The panel’s chair, Rep. Bennie Thompson, issued the subpoena eight days after the panel unanimously authorized the Mississippi Democrat to demand the former president’s testimony. It’s just the second time in modern U.S. history that Congress has taken such a step.

The committee is demanding his testimony and documents related to evidence that it says proves Trump played a “central role” in attempting to subvert the 2020 election, triggered the violent mob attack on the Capitol that followed and exacerbated it while police attempted to regain control. The subpoena gives Trump until Nov. 4 to produce documents and sets Nov. 14 as a deposition date.

An attorney for the former president said they would review the subpoena.

“We understand that, once again, flouting norms and appropriate and customary process, the Committee has publicly released a copy of its subpoena,“ said David Warrington, a partner at the Dhillon Law Group, which Trump hired to engage with the select panel on the subpoena. “As with any similar matter, we will review and analyze it, and will respond as appropriate to this unprecedented action.“

The select panel has previously released copies of subpoenas during its contempt of Congress proceedings, and other copies of the subpoenas have come out during litigation with witnesses.

“The evidence demonstrates that you knew this activity was illegal and unconstitutional, Thompson and vice chair Rep. Liz Cheney (R-Wyo.) wrote in a letter accompanying the subpoena, “and also knew that your assertions of fraud were false.”
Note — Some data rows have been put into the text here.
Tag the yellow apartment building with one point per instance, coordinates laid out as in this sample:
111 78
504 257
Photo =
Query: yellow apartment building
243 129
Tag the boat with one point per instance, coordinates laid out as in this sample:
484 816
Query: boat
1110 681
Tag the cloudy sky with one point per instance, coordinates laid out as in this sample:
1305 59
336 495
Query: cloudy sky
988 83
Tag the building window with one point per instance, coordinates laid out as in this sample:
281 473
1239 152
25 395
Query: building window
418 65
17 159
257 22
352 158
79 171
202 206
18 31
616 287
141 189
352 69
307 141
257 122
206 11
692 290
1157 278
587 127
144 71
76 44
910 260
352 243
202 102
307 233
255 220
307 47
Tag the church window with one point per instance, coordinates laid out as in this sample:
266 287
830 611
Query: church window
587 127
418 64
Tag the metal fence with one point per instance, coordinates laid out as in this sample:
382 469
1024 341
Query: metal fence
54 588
Investigators asked for all of Trump’s Jan. 6 communications records through the encrypted app Signal or other means, including contacts with members of Congress from mid-December 2020 until Jan. 6, 2021.
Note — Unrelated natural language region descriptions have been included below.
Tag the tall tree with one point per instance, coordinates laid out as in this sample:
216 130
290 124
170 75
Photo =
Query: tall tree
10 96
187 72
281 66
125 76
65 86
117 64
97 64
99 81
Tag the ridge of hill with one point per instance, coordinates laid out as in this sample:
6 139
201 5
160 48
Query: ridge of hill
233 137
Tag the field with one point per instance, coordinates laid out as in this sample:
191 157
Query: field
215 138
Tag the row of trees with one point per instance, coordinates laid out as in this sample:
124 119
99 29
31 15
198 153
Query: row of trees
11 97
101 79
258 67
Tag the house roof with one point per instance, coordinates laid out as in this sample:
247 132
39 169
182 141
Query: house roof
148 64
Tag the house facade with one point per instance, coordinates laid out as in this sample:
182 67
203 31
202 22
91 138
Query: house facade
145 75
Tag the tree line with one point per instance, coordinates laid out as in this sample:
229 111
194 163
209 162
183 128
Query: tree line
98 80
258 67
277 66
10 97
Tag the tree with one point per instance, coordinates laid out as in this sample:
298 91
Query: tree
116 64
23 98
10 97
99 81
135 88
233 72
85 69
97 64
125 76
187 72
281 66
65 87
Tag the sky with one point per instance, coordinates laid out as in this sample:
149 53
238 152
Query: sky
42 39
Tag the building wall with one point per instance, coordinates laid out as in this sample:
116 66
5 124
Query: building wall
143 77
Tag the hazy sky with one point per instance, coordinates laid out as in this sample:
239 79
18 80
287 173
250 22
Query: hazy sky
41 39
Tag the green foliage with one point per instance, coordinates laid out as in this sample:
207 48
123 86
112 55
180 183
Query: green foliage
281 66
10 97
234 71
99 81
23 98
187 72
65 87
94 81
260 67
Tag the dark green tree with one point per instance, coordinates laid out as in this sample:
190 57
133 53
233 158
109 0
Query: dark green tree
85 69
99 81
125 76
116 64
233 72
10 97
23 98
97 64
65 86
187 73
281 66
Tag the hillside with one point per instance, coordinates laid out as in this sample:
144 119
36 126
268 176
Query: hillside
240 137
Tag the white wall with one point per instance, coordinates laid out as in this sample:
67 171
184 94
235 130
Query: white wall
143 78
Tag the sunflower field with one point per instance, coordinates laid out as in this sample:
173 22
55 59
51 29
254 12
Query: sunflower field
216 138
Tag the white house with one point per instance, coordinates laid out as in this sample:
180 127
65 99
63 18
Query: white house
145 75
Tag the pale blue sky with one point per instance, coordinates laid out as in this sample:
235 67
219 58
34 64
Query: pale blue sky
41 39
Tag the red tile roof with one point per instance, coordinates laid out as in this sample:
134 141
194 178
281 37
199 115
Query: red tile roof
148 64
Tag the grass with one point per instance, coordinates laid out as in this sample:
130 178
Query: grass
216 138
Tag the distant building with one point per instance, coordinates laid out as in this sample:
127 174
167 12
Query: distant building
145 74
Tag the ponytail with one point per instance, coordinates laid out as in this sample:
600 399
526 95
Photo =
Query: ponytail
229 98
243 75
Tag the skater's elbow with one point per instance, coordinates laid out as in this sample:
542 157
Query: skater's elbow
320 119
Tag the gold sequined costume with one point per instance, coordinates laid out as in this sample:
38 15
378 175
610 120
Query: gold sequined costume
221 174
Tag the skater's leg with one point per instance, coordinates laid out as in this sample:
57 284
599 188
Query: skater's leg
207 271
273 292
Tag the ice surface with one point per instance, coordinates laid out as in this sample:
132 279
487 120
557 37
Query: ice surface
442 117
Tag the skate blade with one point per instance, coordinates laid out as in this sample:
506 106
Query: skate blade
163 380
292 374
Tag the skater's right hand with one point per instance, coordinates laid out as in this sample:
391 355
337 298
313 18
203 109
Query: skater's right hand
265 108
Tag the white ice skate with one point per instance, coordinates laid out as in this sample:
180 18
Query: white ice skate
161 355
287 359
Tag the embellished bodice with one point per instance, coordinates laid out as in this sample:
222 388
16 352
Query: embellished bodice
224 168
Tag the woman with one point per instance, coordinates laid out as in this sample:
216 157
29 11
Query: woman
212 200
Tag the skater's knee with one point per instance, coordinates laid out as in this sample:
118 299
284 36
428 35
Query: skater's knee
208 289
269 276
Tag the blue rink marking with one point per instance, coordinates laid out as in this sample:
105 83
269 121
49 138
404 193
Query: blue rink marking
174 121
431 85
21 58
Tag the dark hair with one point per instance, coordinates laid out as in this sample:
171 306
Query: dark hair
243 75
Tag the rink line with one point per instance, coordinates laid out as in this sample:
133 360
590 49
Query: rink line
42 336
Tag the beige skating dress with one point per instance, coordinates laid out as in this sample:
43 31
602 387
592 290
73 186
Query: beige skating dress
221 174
The subpoena demanded documents related to any plans to influence state and local legislators and officials to delay or change the certification of the presidential election or for alternate slates of electors pledged to Trump in states won by Biden. The efforts to appoint the alternate slates of electors have become a focus of a parallel investigation by the Justice Department.

Investigators singled out records related to members of Congress, particularly Rep. Scott Perry (R-Pa.), who’d become a part of both the select panel’s investigation and DOJ’s inquiry for his connections to Trump’s efforts to overturn the election. Perry had pushed for DOJ official Jeffrey Clark, who was seen as more sympathetic to investigations of election fraud, to be elevated within the department.

The committee is also looking for any evidence of potential obstruction of its own investigation, asking specifically for records of Trump’s contacts with witnesses, their attorneys and with a former deputy White House chief of staff, Tony Ornato, whose own testimony about Jan. 6 has been challenged by the panel. The committee also wants any records of Trump “directly or indirectly” paying for some witnesses’ legal fees and “finding, offering or discussing employment for any such witnesses.”

The committee has secured voluntary interviews with hundreds of witnesses and received testimony and documents from dozens more under subpoena, in the course of its yearlong investigation. The panel has also subpoenaed phone records from hundreds of witnesses.

More than two dozen witnesses sued to block the select committee’s efforts to obtain testimony or phone records, and some of that litigation has lingered for nearly a year. Congress has never successfully enforced a subpoena against a former president, and the litigation around this could drag out the process.

The Dhillon Law Group has already represented multiple witnesses who have gone before the panel including former national security adviser Michael Flynn, Trump ally Seb Gorka and Women for America First co-founder Amy Kremer.